What happens if I am flying at a higher Lift/Drag ratio than required?

Question

I created for me a table from an aircraft for Mach=0.8 for alpha= 0° to 8°

Actually, I an alpha of alpha=4° should be sufficient, so that my lift coefficient is enough, to counterbalance the weight in steady horizontal flight. The corresponding lift/drag ratio is 8.

I could now choose also alpha=8° , with a lift/drag ratio of 12.

My question: regarding the range equation(breguet) it is better to have a higher lift-drag ratio for making more range.

But I am wondering: if I choose alpha=8° my lift coefficient is greater than the one I need, so in the end, my aircraft will climb ? This would not be a steady horizontal flight.

Am I right?

Answer 1

If your optimal lift coefficient for long range cruise flight is greater than what you need, you are flying too fast, or too low.

For cruise flight, your lift needs to equal the weight, otherwise the aircraft will accelerate upwards (in the body frame of reference).

If you know the lift coefficient that is optimal for cruise, you need to adjust the airspeed and density (altitude) to make sure that the resulting lift equals the weight.

$W = L = \frac{1}{2}\rho V^2 C_L S $

$\rho V^2 = \frac{2 W}{C_LS}$

Reduce speed and/or increase altitude until the lift and weight are equal at the optimal lift coefficient. That will give you the maximum range.

Answer 2

This related ASE answer may help -- "Does Lift equal Weight in a climb?". Note that a steady-state climb is associated with a smaller lift force than level flight, not a larger lift force.

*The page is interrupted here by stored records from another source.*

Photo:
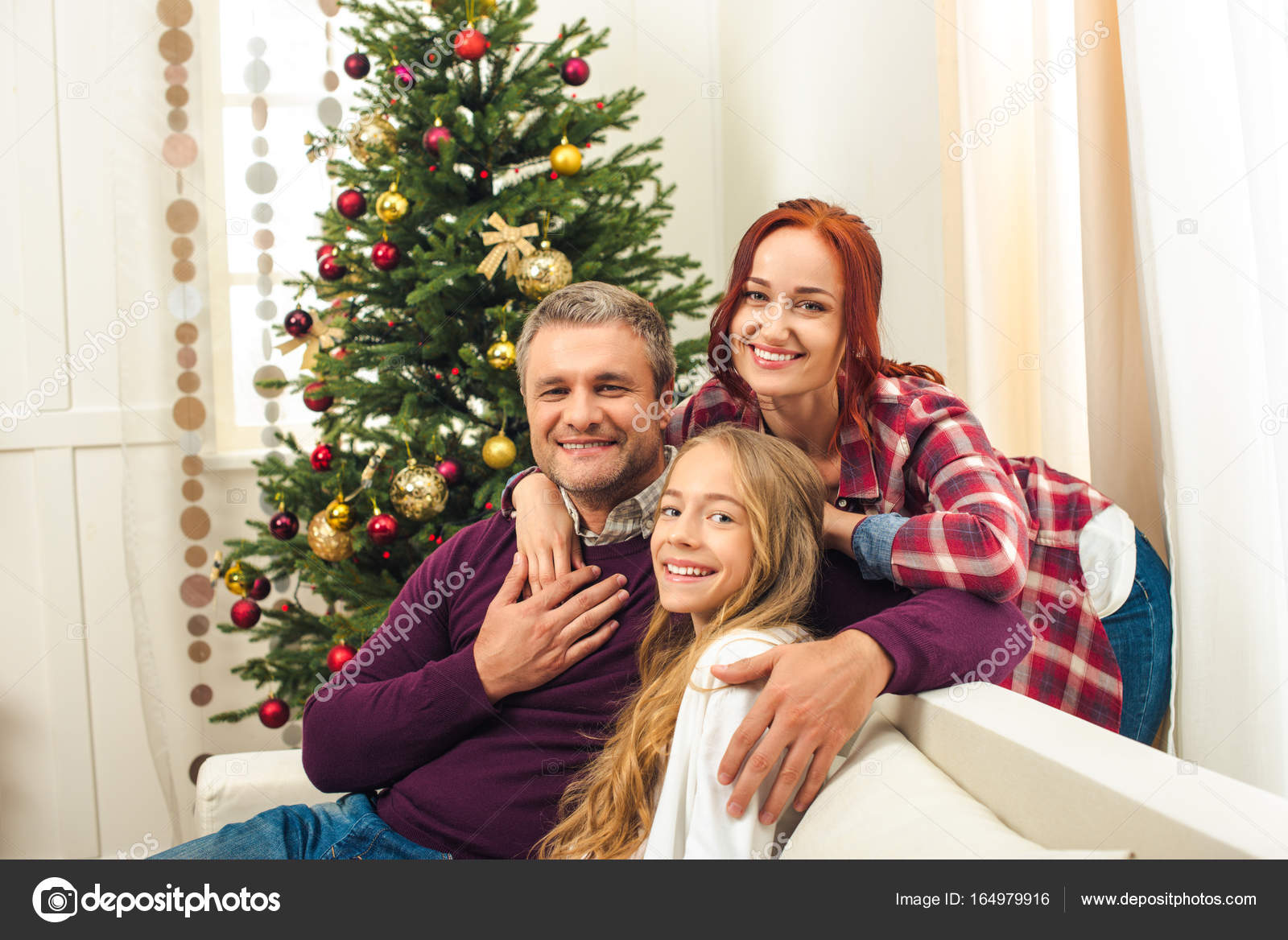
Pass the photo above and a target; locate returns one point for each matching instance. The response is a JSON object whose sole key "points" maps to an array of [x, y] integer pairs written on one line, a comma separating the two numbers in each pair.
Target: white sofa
{"points": [[970, 772]]}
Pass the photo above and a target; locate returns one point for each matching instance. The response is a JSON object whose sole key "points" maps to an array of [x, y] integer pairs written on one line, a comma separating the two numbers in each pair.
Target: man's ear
{"points": [[667, 399]]}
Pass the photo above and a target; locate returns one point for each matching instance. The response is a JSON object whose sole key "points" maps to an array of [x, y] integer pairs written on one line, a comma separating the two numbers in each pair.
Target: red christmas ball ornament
{"points": [[451, 470], [330, 270], [383, 528], [245, 613], [298, 322], [275, 712], [469, 44], [386, 255], [575, 71], [321, 457], [351, 204], [435, 137], [357, 66], [283, 526], [339, 656], [315, 399]]}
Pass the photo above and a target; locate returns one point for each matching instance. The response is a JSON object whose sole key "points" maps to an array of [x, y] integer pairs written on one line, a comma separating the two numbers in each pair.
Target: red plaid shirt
{"points": [[979, 522]]}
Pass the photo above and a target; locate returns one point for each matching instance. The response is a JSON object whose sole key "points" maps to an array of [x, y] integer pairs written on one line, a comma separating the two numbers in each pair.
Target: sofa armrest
{"points": [[232, 789]]}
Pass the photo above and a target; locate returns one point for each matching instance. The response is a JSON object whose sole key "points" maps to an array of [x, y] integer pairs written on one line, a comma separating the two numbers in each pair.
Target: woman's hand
{"points": [[545, 532], [837, 528]]}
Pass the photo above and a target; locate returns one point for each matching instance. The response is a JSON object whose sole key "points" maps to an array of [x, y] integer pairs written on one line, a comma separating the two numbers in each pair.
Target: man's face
{"points": [[585, 385]]}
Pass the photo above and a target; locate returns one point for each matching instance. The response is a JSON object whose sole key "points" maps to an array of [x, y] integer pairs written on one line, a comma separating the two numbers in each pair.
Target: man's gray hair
{"points": [[592, 303]]}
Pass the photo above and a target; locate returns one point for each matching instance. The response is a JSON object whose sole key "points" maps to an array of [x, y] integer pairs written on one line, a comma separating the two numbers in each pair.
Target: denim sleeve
{"points": [[873, 542]]}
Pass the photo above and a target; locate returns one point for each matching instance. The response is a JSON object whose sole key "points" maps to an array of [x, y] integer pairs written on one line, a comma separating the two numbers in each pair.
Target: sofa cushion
{"points": [[890, 802]]}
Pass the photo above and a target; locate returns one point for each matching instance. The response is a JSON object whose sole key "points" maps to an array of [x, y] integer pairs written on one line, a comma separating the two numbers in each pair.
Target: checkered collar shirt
{"points": [[630, 518]]}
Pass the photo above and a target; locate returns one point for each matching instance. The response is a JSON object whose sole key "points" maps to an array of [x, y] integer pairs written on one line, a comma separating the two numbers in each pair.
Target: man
{"points": [[473, 707]]}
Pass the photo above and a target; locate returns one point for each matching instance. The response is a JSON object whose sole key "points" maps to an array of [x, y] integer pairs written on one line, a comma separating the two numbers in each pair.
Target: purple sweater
{"points": [[482, 781]]}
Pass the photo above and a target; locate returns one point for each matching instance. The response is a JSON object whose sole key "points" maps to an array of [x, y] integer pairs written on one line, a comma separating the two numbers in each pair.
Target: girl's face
{"points": [[702, 540], [787, 334]]}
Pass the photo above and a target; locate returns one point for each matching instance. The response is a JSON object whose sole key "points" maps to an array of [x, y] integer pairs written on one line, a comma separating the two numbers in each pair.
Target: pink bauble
{"points": [[351, 204], [339, 656], [259, 589], [245, 613], [275, 712], [357, 66], [330, 270], [386, 255], [451, 472], [469, 44], [433, 137], [575, 71]]}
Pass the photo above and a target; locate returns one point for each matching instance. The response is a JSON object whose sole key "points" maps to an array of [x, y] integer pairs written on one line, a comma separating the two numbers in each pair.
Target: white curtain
{"points": [[1208, 129]]}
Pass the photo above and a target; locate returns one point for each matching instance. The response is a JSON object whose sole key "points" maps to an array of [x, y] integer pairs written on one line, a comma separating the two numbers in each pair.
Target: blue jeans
{"points": [[348, 828], [1140, 634]]}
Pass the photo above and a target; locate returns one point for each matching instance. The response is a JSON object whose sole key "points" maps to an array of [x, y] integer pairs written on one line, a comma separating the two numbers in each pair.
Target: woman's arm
{"points": [[543, 527], [692, 805], [976, 536]]}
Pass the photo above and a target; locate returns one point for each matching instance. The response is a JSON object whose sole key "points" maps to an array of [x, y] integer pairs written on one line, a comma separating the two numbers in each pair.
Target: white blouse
{"points": [[691, 821]]}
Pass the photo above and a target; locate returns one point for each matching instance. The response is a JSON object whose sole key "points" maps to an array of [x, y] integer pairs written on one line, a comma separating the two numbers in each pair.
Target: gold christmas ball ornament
{"points": [[392, 205], [566, 159], [544, 272], [326, 542], [371, 141], [499, 452], [339, 515], [418, 493], [237, 579], [502, 353]]}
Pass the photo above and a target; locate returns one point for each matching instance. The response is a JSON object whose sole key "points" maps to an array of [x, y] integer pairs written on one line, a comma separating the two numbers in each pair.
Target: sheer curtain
{"points": [[1043, 328], [1208, 129]]}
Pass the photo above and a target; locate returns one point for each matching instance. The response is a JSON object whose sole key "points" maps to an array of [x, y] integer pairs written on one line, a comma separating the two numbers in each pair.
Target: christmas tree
{"points": [[472, 146]]}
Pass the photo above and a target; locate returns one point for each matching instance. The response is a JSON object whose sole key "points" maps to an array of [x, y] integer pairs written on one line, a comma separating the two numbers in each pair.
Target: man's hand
{"points": [[817, 695], [526, 644]]}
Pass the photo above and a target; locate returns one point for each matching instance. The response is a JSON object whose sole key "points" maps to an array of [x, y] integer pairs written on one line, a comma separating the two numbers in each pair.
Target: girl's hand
{"points": [[837, 528], [545, 532]]}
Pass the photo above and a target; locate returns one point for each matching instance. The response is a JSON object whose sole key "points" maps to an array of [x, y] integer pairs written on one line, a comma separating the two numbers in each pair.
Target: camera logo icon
{"points": [[55, 899]]}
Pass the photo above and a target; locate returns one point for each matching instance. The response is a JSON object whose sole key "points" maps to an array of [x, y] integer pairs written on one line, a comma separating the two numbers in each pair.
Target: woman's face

On the other hand, a loop is associated with a larger lift force than level flight.

If you increase the lift coefficient, you've increased the lift force -- if you keep airspeed constant. Since Mach is constant, and therefore airspeed is constant, it appears that your question is overly constrained. Not all your parameters can be met simultaneously if the flight path is to remain horizontal. In a particular aircraft in a particular configuration, only one value of the lift coefficient is consistent with horizontal flight at a particular indicated airspeed.

(Note-- actually we can decrease the indicated airspeed while holding the Mach constant, by choosing a higher cruising altitude. Since your question doesn't specify any particular altitude, this would appear to be a valid solution to your problem.)

On the other hand, if the altitude and Mach number are both constrained, constraining the indicated airspeed and giving "too much" lift at the optimal L/D ratio, and this is a design exercise, with the shape of the aircraft not yet "frozen", you could solve the "excess lift" problem by decreasing the wing area, allowing the aircraft to cruise at the optimal L/D ratio at the target airspeed and altitude.